You've hit on exactly why mistakes in excel spreadsheets don't get corrected. Evveryone checks the output, many people check the results of intermediate calculations, but in most cases people don't check the code if those are ok.
Everything goes well until either the data changes enough to make the error in the code matter, or some other code is added which relies on assumptions about how the broken code works, and the sheet starts pumping out garbage.
You decline to blame the tool because you made a mistake.
But the most important thing you need to know about tools is this: tools are not neutral. Every tool promotes working in certain ways, and discourages working in other ways. All programming tools can perform the same calculations; its their effect on the way we work (and the way we interact with the other humans we work with) that changes between them.
Excel IS an amazing tool, but it has many extremely serious faults which have been mentioned on this thread. Some of these can be solved by adopting specific working practices for making spreadsheets, but sometimes this is like trying to nail jelly to the ceiling -- the things that Excel makes easy are often the things that you want to 'ban' people from doing (things like forking a sheet without passing the changes back).
One enormous problem is that it's difficult to track progressive changes to the code (formulas or macros) in a spreadsheet. What you normally save is a binary blob which is impossible to diff.

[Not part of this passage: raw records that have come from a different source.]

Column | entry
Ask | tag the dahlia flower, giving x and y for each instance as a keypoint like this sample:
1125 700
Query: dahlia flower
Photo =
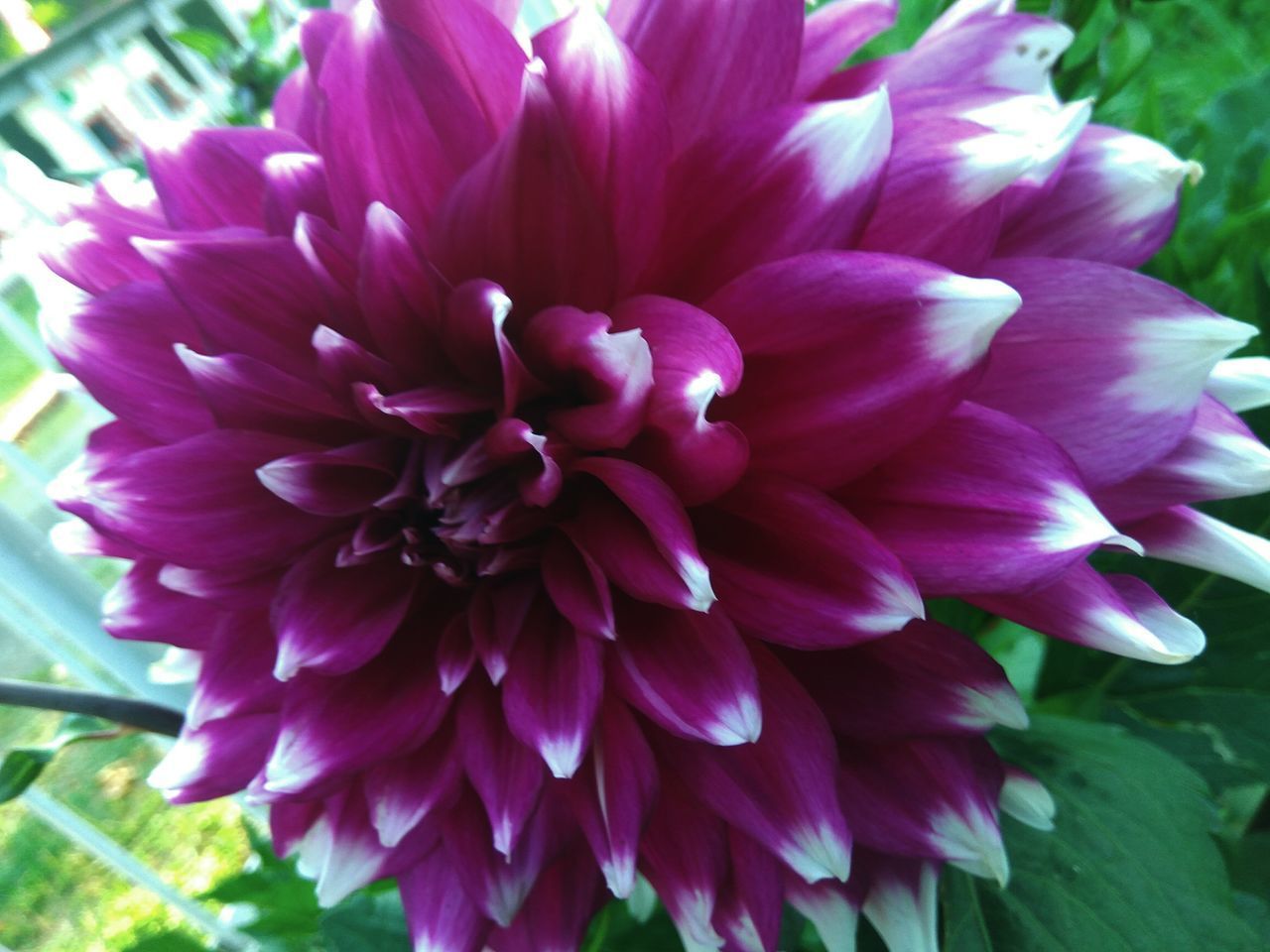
550 445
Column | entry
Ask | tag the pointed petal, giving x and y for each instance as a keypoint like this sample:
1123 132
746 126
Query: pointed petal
333 620
797 569
822 334
961 516
119 347
615 117
341 481
1241 384
439 910
1115 613
1218 458
1116 395
507 774
716 60
902 904
211 178
685 856
268 311
924 679
525 216
780 788
790 180
1188 537
929 797
642 537
371 143
557 912
1025 798
198 503
139 607
690 673
404 791
553 689
695 359
578 588
1115 200
245 393
331 726
214 760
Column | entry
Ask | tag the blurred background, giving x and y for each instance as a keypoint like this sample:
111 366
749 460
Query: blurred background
90 858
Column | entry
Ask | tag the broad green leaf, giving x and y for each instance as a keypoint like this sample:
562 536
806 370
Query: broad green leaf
367 921
1121 54
1129 867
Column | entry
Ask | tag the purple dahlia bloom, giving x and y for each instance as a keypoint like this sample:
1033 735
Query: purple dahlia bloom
549 448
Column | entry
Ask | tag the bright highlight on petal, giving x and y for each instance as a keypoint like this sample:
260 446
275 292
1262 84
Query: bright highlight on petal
550 447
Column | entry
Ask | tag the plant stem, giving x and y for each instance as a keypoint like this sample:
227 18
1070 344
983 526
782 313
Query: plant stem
141 715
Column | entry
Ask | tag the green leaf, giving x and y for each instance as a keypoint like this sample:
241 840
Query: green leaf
1130 866
1121 54
23 766
367 921
21 769
211 46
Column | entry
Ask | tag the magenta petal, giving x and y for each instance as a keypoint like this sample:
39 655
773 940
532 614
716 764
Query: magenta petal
795 567
1115 202
1218 458
557 912
613 793
695 359
748 914
268 311
216 177
119 347
578 588
331 726
371 143
611 370
684 853
1116 395
507 774
929 798
333 620
441 915
961 516
423 783
716 60
198 502
790 180
336 483
615 116
779 788
1114 613
235 673
824 334
214 760
1189 537
645 542
526 218
553 690
140 608
924 679
689 671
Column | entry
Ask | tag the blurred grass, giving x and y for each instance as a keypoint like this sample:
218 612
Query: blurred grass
55 897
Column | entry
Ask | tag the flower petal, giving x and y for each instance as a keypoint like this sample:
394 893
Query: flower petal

Another one is that there is no straightforward way to apply the same code to different data. If you copy your sheet, you now have two versions of the code which can diverge. So people add more and more data to the same sheet, and add more and more ways of selecting the inputs you want, whereas a program in a conventional language is separate from its input and can be applied to any input.
A third problem is that while it's easy to call external code from Excel, running Excel as a library and calling it FROM external code is extremely complicated and arcane. (Just look at the number of questions on programming help sites asking how to do straightforward things with VSTO if you don't believe me.) So rather than make nice apps which interact with Excel, people make 'applications' inside Excel which are really just large, complicated spreadsheets with weird dependencies. Since Excel and VBA weren't really designed to do this a lot of these work very badly.
Some of these things can be fixed for the spreadsheet model, although for a mix of technical and commercial reasons they might not be able to be fixed within Microsoft Excel. However to appreciate why they need to be fixed, you have to understand that programmers don't use things like version control because they love bureaucracy and due process. (Most programmers HATE bureaucracy and due process, and almost all of them resented the overhead of version control and code review until they very quickly discovered how huge the payoff is when things go wrong.) Likewise, we don't use sophisticated languages and study theory because we want to 'author monuments to computer science'.
These things have huge, and immediate practical advantages. The programmers' task is to make people understand why they benefit if they do blame their tools, and start seeking better ones.